Heute kennt die rumänische Automarke Dacia jedes Kind. Billigautos aus dem Ostblock. Aber Dacia ist keine Erfindung der Neuzeit, Dacia gibt es schon lange und in der DDR war ein Dacia durchaus eines der besseren Autos.
Mein 1974er UAP Dacia 1300 war so ein Ex-DDR Auto. Er gehörte ursprünglich einem Arbeitskollegen in der Firma, in der ich Ferienjob machte. Der, oder seine Freundin, so genau weiß ich das nicht mehr, rutschte mit dem Wagen in den Straßengraben und verkaufte das Auto an den nächsten Arbeitskollegen für 250,- DM. Der reparierte den Unfallschaden leidlich, das Glas des Scheinwerfers auf der Fahrerseite klebte er einfach mit Pattex und rollte den ehemals blauen Wagen schwarz. Er wollte ihn anmelden, sah aber ein, daß er sich als Alleinverdiener mit 2 Kindern keinen Drittwagen leisten konnte. Der Wagen mußte weg. Und da DDR Autos im ehemaligen Zonenrandgebiet nun wirklich keine Sau haben wollte, konnte ich ihn für 280,- DM schießen. 8 Monate TÜV waren damals noch auf dem Konto. Ab da fuhr ich also einen rumänischen Renault 12 Nachbau.
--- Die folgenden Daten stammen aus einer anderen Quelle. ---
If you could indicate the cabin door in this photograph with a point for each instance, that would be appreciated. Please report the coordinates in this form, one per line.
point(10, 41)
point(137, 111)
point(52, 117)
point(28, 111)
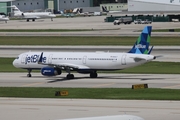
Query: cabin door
point(123, 59)
point(84, 59)
point(50, 58)
point(23, 59)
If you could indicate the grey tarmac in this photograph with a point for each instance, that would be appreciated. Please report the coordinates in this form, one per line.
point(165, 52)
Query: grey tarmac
point(166, 81)
point(167, 53)
point(53, 109)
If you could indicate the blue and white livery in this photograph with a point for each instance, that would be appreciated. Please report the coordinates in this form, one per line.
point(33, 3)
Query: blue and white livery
point(53, 63)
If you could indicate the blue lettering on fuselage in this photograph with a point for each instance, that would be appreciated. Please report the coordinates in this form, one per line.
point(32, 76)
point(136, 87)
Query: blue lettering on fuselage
point(34, 59)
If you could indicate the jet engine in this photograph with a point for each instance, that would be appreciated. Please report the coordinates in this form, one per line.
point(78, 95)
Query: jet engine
point(50, 71)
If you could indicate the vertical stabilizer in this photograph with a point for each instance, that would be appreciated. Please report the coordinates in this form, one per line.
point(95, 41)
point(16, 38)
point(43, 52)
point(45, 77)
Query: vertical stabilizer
point(142, 44)
point(15, 10)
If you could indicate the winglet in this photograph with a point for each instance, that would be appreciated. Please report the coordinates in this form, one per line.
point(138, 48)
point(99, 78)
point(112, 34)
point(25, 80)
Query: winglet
point(150, 50)
point(40, 59)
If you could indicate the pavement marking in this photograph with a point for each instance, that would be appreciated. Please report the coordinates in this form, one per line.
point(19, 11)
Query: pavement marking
point(172, 86)
point(102, 85)
point(32, 84)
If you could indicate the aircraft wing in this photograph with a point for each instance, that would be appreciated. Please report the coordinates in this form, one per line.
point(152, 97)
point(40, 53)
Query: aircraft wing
point(63, 66)
point(32, 17)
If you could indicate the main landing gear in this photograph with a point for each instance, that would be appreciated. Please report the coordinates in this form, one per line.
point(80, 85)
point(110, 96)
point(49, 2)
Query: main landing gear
point(70, 76)
point(29, 73)
point(93, 74)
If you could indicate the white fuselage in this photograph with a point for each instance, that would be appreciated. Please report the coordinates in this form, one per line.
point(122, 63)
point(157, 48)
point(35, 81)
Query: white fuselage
point(85, 60)
point(3, 18)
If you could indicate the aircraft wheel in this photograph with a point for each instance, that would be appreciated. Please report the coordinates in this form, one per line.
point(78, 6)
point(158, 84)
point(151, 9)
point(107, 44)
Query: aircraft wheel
point(93, 75)
point(28, 75)
point(70, 76)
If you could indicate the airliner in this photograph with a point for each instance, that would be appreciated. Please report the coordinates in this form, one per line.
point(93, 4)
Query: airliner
point(4, 18)
point(115, 117)
point(32, 15)
point(52, 63)
point(104, 9)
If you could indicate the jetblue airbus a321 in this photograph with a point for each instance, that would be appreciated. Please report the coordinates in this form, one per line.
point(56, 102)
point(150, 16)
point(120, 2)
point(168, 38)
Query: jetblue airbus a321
point(53, 63)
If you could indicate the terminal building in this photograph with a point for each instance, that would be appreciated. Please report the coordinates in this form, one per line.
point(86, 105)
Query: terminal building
point(55, 5)
point(153, 5)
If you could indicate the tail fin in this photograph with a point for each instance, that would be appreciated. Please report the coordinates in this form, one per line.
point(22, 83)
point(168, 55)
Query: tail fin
point(142, 44)
point(104, 9)
point(15, 9)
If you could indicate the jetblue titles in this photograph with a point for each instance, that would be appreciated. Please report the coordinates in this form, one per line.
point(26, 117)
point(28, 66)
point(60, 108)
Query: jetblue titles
point(34, 59)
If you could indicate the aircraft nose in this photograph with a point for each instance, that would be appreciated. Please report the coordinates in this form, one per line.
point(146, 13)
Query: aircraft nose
point(53, 15)
point(15, 63)
point(151, 57)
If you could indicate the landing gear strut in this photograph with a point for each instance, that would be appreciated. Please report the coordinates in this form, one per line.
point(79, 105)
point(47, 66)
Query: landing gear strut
point(70, 76)
point(29, 73)
point(93, 74)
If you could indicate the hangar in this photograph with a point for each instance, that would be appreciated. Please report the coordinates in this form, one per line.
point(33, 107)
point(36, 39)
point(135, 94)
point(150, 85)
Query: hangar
point(30, 5)
point(153, 5)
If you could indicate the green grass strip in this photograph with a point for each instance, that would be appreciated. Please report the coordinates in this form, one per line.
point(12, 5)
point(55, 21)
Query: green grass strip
point(148, 68)
point(44, 30)
point(166, 30)
point(73, 40)
point(93, 93)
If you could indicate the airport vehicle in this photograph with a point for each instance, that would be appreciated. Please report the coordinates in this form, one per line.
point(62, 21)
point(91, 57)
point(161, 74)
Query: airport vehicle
point(85, 14)
point(104, 9)
point(146, 21)
point(138, 21)
point(124, 20)
point(52, 63)
point(32, 15)
point(115, 117)
point(67, 14)
point(4, 18)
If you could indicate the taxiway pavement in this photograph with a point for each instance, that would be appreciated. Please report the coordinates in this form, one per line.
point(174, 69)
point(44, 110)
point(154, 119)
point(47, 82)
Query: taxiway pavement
point(169, 81)
point(53, 109)
point(95, 23)
point(168, 53)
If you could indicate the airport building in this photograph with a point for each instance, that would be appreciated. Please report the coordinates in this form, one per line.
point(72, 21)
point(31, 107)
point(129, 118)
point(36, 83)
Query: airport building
point(153, 5)
point(57, 5)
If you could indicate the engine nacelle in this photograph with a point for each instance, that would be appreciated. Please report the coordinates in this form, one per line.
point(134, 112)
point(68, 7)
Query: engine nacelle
point(50, 71)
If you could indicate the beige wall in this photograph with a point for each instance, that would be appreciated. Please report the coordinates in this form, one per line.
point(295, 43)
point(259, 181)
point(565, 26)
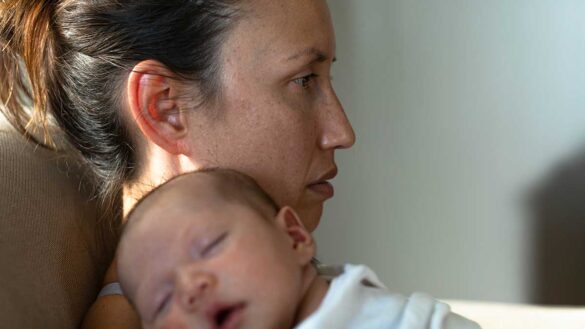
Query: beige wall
point(461, 108)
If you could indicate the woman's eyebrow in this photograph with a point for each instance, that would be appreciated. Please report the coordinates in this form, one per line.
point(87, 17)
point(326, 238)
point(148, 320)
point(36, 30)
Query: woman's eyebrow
point(315, 54)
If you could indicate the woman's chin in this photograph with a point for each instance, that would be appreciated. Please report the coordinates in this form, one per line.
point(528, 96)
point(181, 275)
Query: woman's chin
point(311, 216)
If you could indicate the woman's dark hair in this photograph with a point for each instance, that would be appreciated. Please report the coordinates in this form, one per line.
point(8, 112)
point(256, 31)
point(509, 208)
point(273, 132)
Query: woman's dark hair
point(67, 61)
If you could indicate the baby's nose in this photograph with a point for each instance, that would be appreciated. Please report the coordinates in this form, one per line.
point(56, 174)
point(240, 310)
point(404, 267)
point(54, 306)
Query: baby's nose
point(195, 287)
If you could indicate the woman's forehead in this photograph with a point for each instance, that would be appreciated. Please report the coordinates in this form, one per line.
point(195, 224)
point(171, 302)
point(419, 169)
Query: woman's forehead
point(280, 30)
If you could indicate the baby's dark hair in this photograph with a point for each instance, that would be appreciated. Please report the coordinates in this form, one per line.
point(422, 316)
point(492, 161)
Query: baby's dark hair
point(230, 185)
Ich fand ihn damals nicht hübsch und ehrlich gesagt, auch heute finde ich die Form nicht wirklich gefällig. Aber er war schräg, ein Randgruppenauto und das machte ihn sympathisch. Ich veränderte sogar kaum etwas an dem Auto. Ich lackierte nur den Unterfahrschutz in Gelb – die Fläche hinterm Kühlergrill machte ich später auch noch schwarz, davon habe ich aber leider kein Bild.
Hinten bekam er die Bezeichnung “AEG Lavamat Injection”. Wer es nicht kennt: Der AEG Lavamat war eine Waschmaschine. Das war nicht etwa geplottet, soweit war ich damals noch nicht. Ich setzte das damals auf dem Computer mit Corel Draw! 2.0, druckte es spiegelverkehrt aus, klebte es auf die Rückseite von DC-Fix Folie aus dem Baumarkt, schnitt Buchstabe für Buchstabe mit der Nagelschere aus und klebte Buchstabe für Buchstabe auf.
Auch wenn der Wagen Baujahr 1974 war, der Innenraum versprühte den Charme eines 60er Jahre Autos. Da fand ich den richtig hübsch.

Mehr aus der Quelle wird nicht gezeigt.